Quando a Madrid lo vidi sollevare la Champions pensai che il destino aveva approntato per il Cuchu l’esatta ricompensa personale. L’ordine delle cose, principio che lui amava applicare in campo, era stato finalmente ricostituito.
Lui si trovava proprio nel posto giusto e al momento giusto.
Milito, il Principe. La concretezza, l’essenza del calcio. Il goal. Voglio ricordarlo così.
L’esaltazione dello spirito umano dimorava a Madrid quel giorno, per non andare più via.

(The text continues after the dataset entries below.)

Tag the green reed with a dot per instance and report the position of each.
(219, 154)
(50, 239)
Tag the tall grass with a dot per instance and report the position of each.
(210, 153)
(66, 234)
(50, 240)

Vantaggio del Principe in cassaforte. 45 minuti non sono niente, ripeto dentro di me!
Ho sempre pensato che quel giorno, i ragazzi, non fossero in undici. Era come se altri eroi di un glorioso passato, con il trascorrer del tempo, si aggiungessero a quelli in campo.
Allora Giacinto presidiava la sua fascia di competenza e Meazza affiancava il Principe.
Anche il giovane Cucchi era pronto ad entrare. H. H era in piedi con Mou e Prisco soffriva in tribuna.
Era come se l’Inter diventasse sempre più forte. E con il sostegno anche di coloro che non erano lì, fosse assurta, come Ercole, al rango d’invincibile. Intanto Julio sventava deciso su Muller e abbatteva l’ardore teutonico.
Al 70’ il Re Leone avanza, danzando, con i ritmi del suo paese; si gira e si accorge di Milito, che fa per allargarsi sulla fascia.
L’incedere dell’argentino è elegante come un tango di Astor Piazzolla. I passi e i dribbling del Principe sono ubriacanti mentre Butt e il resto della Germania sono ai nostri piedi.
Ancora oggi, quando ci penso, è come se continuassi a bere e a ubriacarmi di felicità.